Forum Moderators: open
69.84.207.yyy - - [07/Aug/2008:05:18:51 -0400] "GET / HTTP/1.1" 200 3020 "-" "Mozilla/4.0 (compatible; MSIE 7.0;Windows NT 5.1;.NET CLR 1.1.4322;.NET CLR 2.0.50727;.NET CLR 3.0.04506.30)"
69.84.207.yyy - - [07/Aug/2008:05:18:52 -0400] "GET /blackhole HTTP/1.1" 301 260 "-" "Mozilla/4.0 (compatible; MSIE 7.0;Windows NT 5.1;.NET CLR 1.1.4322;.NET CLR 2.0.50727;.NET CLR 3.0.04506.30)"
However, when you visit the IP it states it is a crawler and it is performing a very important function downloading your entire web site... without your permission, of course.
"Because of this job we have to download and evaulate the content of every website on the Internet that children can reach. To keep an accurate database, we download and evaluate each website several times a year. We try to download web content without overly burdening any given web server.
This is not a hacking site, or a denial of service attack, or anything of that sort."
No, of course it isn't. Just a rude walk-through of my web site, and then take whatever you can get your grubby hands on. (Webmasters love that kind of stuff.)
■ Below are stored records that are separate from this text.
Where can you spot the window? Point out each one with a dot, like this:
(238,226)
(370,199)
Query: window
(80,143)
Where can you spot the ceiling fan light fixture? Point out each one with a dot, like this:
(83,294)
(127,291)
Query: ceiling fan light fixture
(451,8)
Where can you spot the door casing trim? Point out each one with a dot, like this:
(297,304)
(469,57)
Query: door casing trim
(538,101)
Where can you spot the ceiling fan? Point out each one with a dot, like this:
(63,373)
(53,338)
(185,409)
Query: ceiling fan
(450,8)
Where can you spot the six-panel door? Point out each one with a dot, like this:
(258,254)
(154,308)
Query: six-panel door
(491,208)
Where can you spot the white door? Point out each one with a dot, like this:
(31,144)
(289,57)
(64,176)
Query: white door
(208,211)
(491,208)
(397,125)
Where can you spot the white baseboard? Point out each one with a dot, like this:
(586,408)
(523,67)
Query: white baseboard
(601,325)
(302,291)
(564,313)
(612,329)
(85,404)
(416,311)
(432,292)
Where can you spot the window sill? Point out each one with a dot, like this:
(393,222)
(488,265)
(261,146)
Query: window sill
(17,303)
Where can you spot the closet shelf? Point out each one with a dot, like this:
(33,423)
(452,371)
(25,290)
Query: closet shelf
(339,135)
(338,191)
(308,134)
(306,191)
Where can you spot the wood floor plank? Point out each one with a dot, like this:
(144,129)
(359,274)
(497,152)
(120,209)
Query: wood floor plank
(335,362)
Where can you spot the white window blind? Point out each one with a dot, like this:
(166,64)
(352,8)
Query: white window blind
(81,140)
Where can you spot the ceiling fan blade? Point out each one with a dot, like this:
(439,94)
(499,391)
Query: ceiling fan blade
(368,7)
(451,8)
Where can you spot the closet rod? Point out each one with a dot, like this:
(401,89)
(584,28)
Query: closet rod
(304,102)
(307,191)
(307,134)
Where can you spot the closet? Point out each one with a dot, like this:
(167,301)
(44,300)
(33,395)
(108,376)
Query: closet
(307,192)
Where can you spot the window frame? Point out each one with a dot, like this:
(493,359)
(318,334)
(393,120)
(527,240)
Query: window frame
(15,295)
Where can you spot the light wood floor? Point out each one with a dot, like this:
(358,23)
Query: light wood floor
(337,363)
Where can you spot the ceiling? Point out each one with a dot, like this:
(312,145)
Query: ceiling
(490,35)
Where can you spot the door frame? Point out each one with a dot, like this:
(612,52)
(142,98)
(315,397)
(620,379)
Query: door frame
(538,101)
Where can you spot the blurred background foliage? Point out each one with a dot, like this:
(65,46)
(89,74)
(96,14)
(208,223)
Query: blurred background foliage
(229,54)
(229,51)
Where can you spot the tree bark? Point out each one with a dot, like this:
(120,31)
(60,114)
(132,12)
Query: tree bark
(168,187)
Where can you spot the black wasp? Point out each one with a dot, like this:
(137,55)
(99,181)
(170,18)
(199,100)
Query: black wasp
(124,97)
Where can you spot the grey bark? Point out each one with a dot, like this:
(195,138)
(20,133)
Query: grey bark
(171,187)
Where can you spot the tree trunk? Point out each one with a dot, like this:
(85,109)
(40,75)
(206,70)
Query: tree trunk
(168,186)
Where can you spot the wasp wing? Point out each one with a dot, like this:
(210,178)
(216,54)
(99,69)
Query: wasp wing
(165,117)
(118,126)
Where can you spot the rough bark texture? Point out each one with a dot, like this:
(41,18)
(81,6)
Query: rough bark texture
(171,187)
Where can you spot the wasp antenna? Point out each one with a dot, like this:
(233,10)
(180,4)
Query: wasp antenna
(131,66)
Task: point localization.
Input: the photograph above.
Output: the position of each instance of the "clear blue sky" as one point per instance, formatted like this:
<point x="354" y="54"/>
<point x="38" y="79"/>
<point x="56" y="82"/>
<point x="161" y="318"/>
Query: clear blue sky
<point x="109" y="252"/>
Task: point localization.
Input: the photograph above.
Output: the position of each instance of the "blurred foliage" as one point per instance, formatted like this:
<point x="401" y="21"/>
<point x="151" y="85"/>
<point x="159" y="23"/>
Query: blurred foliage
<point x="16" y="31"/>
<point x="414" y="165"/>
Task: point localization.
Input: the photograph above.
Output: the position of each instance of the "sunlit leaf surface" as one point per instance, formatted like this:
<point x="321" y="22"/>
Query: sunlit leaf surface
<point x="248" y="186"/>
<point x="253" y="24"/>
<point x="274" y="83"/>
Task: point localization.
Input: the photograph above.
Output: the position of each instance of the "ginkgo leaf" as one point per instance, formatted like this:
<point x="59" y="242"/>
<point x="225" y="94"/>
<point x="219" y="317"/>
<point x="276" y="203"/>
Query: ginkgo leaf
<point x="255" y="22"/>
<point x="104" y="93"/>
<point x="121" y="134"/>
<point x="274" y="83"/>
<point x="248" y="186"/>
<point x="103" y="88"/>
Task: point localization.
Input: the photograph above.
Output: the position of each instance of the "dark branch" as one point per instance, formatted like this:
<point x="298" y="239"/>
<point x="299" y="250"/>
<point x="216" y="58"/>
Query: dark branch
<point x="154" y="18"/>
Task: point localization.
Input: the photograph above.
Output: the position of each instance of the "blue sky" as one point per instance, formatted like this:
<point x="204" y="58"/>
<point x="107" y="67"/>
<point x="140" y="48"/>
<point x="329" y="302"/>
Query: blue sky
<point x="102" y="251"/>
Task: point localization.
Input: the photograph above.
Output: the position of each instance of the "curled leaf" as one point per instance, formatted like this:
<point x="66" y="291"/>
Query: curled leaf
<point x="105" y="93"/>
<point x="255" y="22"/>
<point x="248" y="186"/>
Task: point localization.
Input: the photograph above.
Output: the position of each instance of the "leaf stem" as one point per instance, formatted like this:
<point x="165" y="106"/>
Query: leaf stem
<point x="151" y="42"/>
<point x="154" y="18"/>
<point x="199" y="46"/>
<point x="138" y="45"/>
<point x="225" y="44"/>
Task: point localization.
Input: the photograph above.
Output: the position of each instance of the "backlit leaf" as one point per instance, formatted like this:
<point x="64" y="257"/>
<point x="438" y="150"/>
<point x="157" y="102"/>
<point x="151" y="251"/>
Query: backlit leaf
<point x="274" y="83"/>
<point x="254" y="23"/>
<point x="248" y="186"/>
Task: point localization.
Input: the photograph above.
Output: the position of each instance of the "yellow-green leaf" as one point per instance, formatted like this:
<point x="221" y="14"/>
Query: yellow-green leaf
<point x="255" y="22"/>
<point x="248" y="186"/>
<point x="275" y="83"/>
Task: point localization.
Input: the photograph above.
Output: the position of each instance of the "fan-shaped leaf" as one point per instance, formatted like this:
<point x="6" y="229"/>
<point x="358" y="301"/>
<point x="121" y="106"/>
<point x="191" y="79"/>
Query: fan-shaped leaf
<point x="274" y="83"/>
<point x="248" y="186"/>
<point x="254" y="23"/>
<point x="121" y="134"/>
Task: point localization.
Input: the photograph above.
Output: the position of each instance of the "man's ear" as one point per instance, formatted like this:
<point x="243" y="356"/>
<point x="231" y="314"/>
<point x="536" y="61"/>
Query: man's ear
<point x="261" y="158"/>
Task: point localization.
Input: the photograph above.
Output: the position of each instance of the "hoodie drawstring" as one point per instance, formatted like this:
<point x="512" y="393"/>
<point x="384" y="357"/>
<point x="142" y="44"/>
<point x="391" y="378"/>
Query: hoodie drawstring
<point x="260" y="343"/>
Bot-trapped, banned, and kicked to the curb.
2005:
66.17.15.yyy - - [28/Mar/2005:20:02:03 -0800] "GET /MyFolder/MyPage.html HTTP/1.1" 206 10097 "-" "Schmozilla/v9.14 Platinum"
2006:
66.17.15.zzz - - [06/Aug/2005:13:37:36 -0700] "GET / HTTP/1.1" 403 - "-" "Mozilla/4.0 (compatible; MSIE 6.0; Windows NT 5.1; SV1; .NET CLR 1.1.4322; .NET CLR 2.0.50215)"
Bot-trapped, banned, and kicked to the curb
When Lightspeed first attracted my attention a couple of years ago I did the same as you and looked them up - and found that a satirical YouTube spoof already existed (and it is still there today).
After giving it some thought I reckoned that that they probably analyze sites automatically by searching for "trigger" keywords etc, and that no human check is likely to be involved.
So I don't block them by IP and serve them a low-bandwidth "robots policy" file instead.
I don't really know if this works, but I now do it for all known content filters.
...
This crawler fits that definition perfectly.